Well before the Romero horrors of late '68, well before the concept of the "living dead" as an aberrant monster devouring living flesh, this work by the little-known Victor Halperin develops themes descending from hoodoo superstitions, typical of the African populations transplanted to the central territories of the new continent.

Unlike voodoo, which is the strictly religious aspect of the Afro-American imagination, hoodoo represents everything that is magic, legend, mystery: sound artists who have gone down in history like Muddy Waters, Robert Johnson, John Lee Hooker spoke of amulets ("mojo"), spells, and curses. In 1932, "White Zombie" (in Italian, "L'Isola Degli Zombies") left its hidden yet fundamental mark on horror cinema to come.

The plot presented in the barely 75 minutes of the film is simple: an American couple celebrates their wedding in Haiti, where "the dead are buried in the street, where there are people," and falls into the trap of a wealthy landowner in love with the bride. Plotting in the shadows, a sorcerer (Bela Lugosi) who has the power to subjugate to his will through a potent drug.

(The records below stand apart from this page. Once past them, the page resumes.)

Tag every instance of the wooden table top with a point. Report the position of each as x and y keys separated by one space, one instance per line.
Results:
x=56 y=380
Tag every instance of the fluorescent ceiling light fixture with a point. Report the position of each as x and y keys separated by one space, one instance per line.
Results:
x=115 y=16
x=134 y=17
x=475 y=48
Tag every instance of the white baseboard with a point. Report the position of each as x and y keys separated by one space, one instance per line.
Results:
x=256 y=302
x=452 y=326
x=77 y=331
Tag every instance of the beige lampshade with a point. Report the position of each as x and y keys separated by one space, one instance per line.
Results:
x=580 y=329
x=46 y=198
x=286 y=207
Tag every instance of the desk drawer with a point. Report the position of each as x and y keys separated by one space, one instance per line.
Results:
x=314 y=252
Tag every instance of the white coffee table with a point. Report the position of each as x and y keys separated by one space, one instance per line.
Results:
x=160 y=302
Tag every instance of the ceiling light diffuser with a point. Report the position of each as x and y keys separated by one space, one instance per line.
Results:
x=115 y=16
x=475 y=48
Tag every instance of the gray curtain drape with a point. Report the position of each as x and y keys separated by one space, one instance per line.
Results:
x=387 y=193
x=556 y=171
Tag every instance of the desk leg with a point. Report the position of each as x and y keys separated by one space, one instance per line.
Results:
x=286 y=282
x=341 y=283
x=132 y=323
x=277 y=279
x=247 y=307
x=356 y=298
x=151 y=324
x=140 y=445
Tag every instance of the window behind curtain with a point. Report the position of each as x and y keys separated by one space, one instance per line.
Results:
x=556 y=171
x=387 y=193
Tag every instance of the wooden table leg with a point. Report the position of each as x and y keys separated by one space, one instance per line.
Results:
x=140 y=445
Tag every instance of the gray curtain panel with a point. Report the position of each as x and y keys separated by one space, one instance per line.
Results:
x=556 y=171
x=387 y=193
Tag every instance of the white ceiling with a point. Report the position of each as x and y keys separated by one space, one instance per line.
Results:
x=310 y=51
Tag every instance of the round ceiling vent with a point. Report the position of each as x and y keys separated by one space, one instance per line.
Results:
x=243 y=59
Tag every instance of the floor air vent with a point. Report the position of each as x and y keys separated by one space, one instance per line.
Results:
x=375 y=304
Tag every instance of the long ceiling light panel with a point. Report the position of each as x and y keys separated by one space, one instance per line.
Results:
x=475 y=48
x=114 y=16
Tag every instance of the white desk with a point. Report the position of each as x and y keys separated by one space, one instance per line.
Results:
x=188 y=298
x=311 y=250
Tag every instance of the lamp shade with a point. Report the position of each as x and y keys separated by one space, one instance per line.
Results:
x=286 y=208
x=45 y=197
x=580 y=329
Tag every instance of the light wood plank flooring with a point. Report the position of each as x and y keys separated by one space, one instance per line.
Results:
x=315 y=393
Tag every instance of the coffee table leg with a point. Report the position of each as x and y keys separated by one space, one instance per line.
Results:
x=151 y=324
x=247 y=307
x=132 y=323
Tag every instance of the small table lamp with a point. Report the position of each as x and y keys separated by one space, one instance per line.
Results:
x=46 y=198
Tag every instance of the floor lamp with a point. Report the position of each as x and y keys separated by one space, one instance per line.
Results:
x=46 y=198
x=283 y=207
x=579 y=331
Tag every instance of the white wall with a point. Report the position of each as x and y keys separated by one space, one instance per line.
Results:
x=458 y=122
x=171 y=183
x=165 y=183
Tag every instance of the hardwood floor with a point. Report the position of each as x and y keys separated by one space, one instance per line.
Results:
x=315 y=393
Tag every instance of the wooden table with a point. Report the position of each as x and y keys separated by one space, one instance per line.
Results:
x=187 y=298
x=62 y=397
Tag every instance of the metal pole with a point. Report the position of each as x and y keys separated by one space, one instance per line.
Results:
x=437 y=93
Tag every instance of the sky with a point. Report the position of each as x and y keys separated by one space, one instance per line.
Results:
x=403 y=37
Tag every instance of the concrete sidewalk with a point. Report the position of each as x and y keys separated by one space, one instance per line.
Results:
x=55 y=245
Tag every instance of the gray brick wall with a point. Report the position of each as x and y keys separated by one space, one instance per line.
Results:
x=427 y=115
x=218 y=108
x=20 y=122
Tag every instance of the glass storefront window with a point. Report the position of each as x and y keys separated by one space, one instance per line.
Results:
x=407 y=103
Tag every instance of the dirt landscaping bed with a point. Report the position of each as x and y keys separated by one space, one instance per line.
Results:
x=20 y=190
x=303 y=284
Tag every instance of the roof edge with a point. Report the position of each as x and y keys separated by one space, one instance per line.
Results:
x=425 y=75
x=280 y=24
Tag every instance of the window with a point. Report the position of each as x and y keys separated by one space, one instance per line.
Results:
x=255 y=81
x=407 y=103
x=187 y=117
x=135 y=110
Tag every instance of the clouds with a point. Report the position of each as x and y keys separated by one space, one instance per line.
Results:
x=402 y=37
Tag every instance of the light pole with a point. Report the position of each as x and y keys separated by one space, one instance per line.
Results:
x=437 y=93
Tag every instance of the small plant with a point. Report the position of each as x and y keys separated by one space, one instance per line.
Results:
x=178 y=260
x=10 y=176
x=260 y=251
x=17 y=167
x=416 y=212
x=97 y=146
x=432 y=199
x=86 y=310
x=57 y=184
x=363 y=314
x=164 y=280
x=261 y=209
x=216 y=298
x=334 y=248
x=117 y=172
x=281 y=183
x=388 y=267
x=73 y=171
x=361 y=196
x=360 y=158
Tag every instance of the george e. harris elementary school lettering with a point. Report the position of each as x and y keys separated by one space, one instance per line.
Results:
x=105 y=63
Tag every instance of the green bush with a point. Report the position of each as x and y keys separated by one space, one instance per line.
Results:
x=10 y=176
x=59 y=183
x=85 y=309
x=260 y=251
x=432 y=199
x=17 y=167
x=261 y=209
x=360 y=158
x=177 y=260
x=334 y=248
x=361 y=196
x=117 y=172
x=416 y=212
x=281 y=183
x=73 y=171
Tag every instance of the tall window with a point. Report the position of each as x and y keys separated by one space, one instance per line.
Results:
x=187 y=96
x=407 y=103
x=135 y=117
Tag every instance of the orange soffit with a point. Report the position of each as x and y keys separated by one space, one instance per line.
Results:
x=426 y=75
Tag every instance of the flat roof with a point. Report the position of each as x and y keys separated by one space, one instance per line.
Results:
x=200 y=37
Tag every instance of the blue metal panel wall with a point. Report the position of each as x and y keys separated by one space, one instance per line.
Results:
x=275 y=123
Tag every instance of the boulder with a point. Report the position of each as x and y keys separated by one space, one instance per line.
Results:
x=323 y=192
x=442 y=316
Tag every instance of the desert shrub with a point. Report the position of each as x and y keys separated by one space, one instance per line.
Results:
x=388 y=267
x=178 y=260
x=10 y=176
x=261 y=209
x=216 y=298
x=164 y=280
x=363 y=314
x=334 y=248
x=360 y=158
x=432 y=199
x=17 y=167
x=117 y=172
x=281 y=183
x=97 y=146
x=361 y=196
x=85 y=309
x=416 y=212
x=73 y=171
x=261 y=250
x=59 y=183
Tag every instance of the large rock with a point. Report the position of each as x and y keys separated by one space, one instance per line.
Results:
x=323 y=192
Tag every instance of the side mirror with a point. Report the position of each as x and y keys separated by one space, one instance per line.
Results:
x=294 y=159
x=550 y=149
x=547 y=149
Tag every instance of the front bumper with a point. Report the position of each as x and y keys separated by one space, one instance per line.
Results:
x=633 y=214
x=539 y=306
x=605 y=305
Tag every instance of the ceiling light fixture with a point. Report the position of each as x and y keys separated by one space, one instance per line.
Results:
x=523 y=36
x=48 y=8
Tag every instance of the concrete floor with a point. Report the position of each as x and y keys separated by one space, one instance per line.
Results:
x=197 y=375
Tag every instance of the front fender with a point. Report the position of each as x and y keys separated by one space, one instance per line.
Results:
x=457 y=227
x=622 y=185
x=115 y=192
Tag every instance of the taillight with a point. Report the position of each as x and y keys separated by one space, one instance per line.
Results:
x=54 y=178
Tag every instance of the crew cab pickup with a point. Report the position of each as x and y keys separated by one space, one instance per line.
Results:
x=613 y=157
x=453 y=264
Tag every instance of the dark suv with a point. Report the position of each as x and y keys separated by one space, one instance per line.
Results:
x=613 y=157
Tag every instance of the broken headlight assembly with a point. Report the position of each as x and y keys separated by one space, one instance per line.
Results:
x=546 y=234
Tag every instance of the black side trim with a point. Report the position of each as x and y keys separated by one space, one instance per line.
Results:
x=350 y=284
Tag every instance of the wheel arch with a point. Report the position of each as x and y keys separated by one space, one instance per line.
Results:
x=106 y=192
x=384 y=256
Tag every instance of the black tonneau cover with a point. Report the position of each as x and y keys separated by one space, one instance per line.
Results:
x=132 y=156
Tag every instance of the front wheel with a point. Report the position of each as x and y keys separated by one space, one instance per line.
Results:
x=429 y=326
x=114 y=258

What gives force to this film is the splendid atmosphere recreated, and the concise narration that leaves room for disturbing and memorable moments, despite presenting fairly evident acting and conceptual naiveties, also (but not only) due to the epochal advent of sound. All played on the contrast between the shadowy areas and the pale figures that traverse them, taking the obviously obligatory black and white to the extreme as a functional expressive medium. The impenetrable night and the very white skin of the bride, subjected to the wickedness of the evil Lugosi. To remember: the scene inside the factory, where the zombies (living dead or hypnosis?) work in unison without any glimmer of lucidity on their faces; the protagonist's despair, drunk and tormented by the pain of losing his wife; the obsessive African music; the ending, once again naive but well executed, almost making the entire story seem like just a nightmare.